810 Statistical Analysis of the Experimental Neighborhood Probabilistic Excessive Rainfall Outlook from the 2014 and 2015 Flash Flood and Intense Rainfall Experiments

Wednesday, 13 January 2016
Benjamin Albright, Systems Research Group, Inc., College Park, MD; and S. Perfater, S. Jacobs, M. J. Bodner, M. Klein, and D. R. Novak

Flash flooding requires accurate QPF and hydrologic information to prepare the user community for impacts. Improvement to warm-season QPF forecasting is still needed and dependent upon the expansion of high-resolution convection-allowing ensembles. Additionally, the hydrologic aspect of flash flood forecasting represents a challenge on its own as recent rainfall, soil type, slope, land use, basin size, degree of urbanization, etc., all play a role in determining the flash flood threat. This combination of meteorological and hydrologic challenges contributes to flash flooding being the deadliest weather phenomena. As the national center responsible for providing QPF and flash flood forecast guidance, NCEP's Weather Prediction Center (WPC) and the Hydrometeorological Testbed at WPC (HMT-WPC) are uniquely positioned to address the challenges associated with flash flood forecasting. WPC currently issues an operational product indicating the threat of flash floods: the Excessive Rainfall Outlook (ERO). The ERO is issued at scheduled intervals throughout the day as part of WPC's Day 13 QPF product suite and indicates the probability of exceeding flash flood guidance (FFG) at a point across the contiguous United States (CONUS). This product is intended to provide several days of advance notice about the potential for flash flooding.

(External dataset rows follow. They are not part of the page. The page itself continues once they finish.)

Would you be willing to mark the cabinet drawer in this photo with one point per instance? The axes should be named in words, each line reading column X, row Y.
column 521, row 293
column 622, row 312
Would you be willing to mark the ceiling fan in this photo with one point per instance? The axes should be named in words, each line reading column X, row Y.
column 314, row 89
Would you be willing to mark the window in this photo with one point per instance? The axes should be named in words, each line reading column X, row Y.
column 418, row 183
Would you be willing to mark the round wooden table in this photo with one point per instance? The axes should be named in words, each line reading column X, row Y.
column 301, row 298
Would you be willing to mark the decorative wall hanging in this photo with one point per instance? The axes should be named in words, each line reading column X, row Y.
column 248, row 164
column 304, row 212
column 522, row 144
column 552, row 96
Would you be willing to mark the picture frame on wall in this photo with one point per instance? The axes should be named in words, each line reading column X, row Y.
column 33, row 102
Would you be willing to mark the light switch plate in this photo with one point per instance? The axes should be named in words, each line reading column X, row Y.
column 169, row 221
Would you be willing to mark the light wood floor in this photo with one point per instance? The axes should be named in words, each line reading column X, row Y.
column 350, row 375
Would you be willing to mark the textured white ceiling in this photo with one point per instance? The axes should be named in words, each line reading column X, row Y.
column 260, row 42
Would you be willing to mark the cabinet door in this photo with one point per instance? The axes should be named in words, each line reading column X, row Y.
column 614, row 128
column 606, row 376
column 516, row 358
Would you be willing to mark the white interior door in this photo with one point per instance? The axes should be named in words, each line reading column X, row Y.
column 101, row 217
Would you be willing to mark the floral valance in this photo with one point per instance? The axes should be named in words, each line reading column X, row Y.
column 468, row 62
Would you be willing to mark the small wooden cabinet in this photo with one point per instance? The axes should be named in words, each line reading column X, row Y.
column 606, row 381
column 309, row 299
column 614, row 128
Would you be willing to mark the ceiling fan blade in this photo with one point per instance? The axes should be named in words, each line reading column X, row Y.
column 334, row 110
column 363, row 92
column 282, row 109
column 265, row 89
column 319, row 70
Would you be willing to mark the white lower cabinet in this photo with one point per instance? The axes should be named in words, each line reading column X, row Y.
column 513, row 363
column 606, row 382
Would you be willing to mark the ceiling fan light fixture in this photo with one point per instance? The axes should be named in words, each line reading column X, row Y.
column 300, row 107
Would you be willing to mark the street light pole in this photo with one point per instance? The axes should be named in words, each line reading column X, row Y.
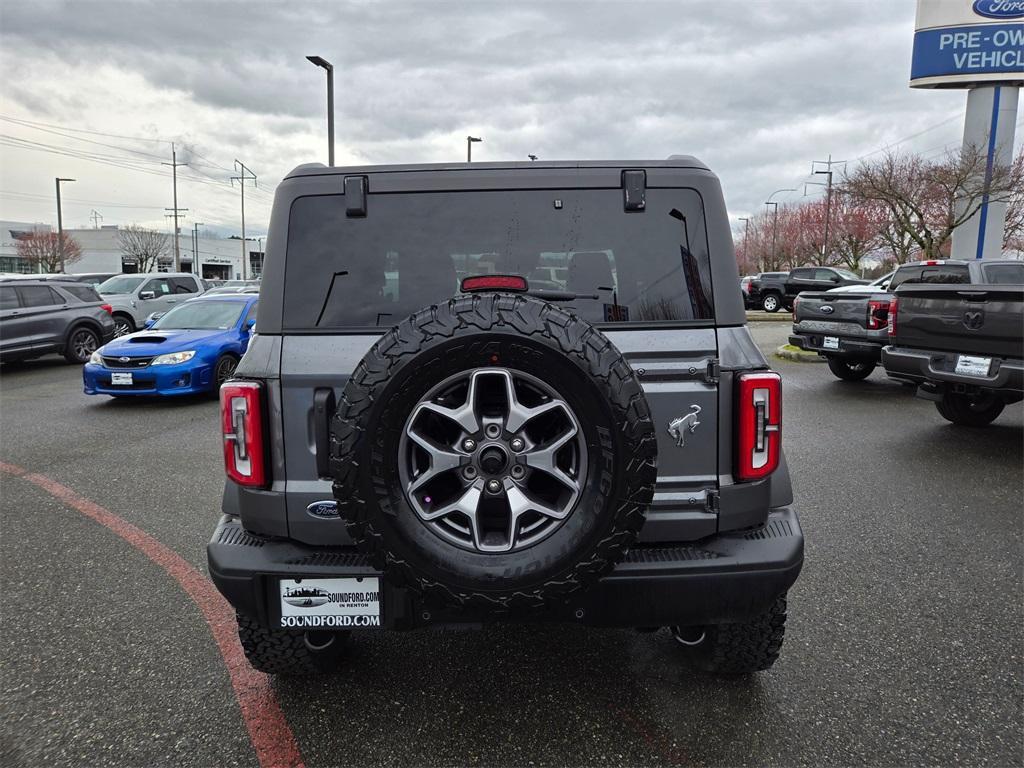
column 325, row 65
column 774, row 228
column 59, row 223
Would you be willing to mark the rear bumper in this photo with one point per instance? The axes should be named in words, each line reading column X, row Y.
column 721, row 579
column 859, row 348
column 936, row 367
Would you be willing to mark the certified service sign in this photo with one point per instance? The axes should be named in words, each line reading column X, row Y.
column 960, row 43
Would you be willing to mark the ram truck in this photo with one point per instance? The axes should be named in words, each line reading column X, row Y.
column 963, row 346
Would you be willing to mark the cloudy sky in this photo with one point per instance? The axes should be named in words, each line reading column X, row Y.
column 757, row 89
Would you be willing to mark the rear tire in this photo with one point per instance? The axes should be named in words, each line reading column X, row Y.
column 82, row 342
column 966, row 411
column 290, row 652
column 850, row 370
column 736, row 648
column 770, row 302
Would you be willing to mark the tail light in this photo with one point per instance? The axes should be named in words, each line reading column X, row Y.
column 242, row 422
column 759, row 425
column 878, row 314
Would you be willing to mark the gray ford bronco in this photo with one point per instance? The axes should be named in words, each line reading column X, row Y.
column 504, row 392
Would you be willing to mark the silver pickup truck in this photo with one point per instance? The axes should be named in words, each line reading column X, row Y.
column 849, row 328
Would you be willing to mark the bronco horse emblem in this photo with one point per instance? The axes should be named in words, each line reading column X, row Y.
column 679, row 427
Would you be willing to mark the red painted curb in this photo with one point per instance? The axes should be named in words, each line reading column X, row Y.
column 268, row 730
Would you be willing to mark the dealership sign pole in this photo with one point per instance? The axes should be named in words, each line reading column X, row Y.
column 976, row 44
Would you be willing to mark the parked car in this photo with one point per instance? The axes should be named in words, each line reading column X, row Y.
column 459, row 452
column 133, row 297
column 40, row 316
column 195, row 347
column 963, row 345
column 848, row 328
column 776, row 293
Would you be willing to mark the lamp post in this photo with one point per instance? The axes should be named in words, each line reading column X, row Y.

In an effort to improve flash flood forecasts and verification both at WPC and across the NWS, HMT-WPC has conducted three years of the Flash Flood and Intense Rainfall (FFaIR) Experiment. The FFaIR Experiment brings participants from the operational forecasting, model development, and research communities together during the month of July to explore the challenges associated with flash flood forecasting. In particular, the experiments have focused on evaluating the utility of high-resolution convection-allowing models and ensembles for short-term flash flood forecasts, exploring new tools and approaches for combining meteorological and hydrologic information, and exploring improvements to WPC's operational Excessive Rainfall Outlook. Tested improvements to the experimental Excessive Rainfall Outlook issued during the experiment included lower probability thresholds of 2% and 5% to compliment the 10% and 30% contours as well as application of the neighborhood probability approach. This poster will compare the results from the previous two FFaIR Experiments (2014 and 2015) and examine the statistical calibration of the probabilistic contours in relation to the number of flash flood reports captured. Plans have already begun to produce the experimental product in parallel with the operational Excessive Rainfall Outlook during the 2016 warm season.